Un avis partagé par Riham (pseudonyme), experte en cafédomancie, numérologie et interprétation des rêves, qui a refusé de révéler son identité en raison de la nature de son travail qui compte des milliers d’adeptes dans un groupe Facebook fermé et public. « Lire le marc du café, c’est comme être un psychologue : les deux analysent l’état mental de la personne en face et l’aident à trouver un réconfort psychologique et à se débarrasser de l’anxiété et de la confusion, tout en clarifiant sa vision pour certaines questions personnelles auxquelles il peut ne pas trouver de solutions. Que ce soit en raison de l’abondance des préoccupations ou de l’élan et de la complexité de la vie », affirme-t-elle, tout en ajoutant que ce qu’elle fait n’a rien à voir avec la magie et la sorcellerie, mais est basé sur l’expérience et que les lectures qu’elle donne aux gens peuvent ne pas être inévitables et définitives, mais seulement une tentative d’inventorier les faits du passé, de comprendre le présent et, ensuite, de prédire l’avenir qui est le plus proche de se produire. Elle poursuit que ces dernières années, le mouvement s’est accéléré et les demandes ont évolué.
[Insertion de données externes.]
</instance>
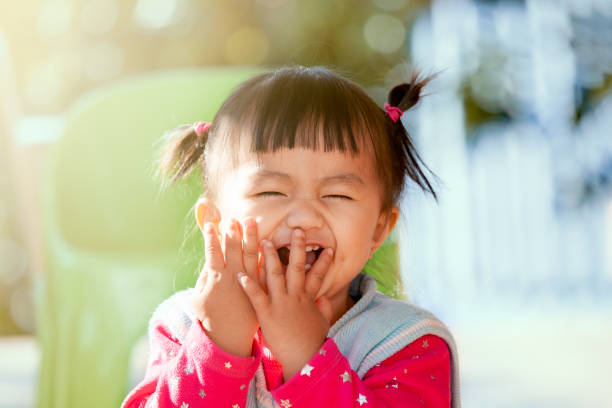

Avant, on la consultait soit pour des questions de coeur, soit pour des questions de boulot. Ces derniers temps, le domaine du travail a clairement pris le dessus. Dopé par les inquiétudes du lendemain en ces temps de crise, le marché de l’occulte est florissant.
Un contexte favorable
Chose qui ne surprend pas la sociologue Samia Saleh. « Plusieurs facteurs mènent à cette quête. Le manque de spiritualité, par exemple, peut donner lieu à une foule d’incertitudes anxiogènes. Tous les modèles traditionnels sécurisants ont volé en éclat, notamment la cellule familiale et le monde du travail », explique-t-elle, tout en ajoutant que la voyance a également augmenté en raison du contexte d’insécurité lié aux multiples crises. Ce contexte profite aux astrologues et aux voyants, car, en prétendant dévoiler le futur, ils produisent justement un discours de certitude. Une certitude qui rassure. Saleh avertit contre la digitalisation de ces arts divinatoires. Car cette présence en ligne permet de démocratiser l’accès à la voyance et d’attirer une clientèle plus jeune, souvent plus réceptive aux communications digitales. Les live Instagram ou les vidéos TikTok sont devenus des moyens dynamiques de démontrer leur savoir-faire et leur authenticité. « La facilité d’accès aux pratiques divinatoires, rendues accessibles en un clic, risque de transformer leur usage en obsession et en addiction, avec des conséquences négatives sur la vie quotidienne des individus », conclut-elle.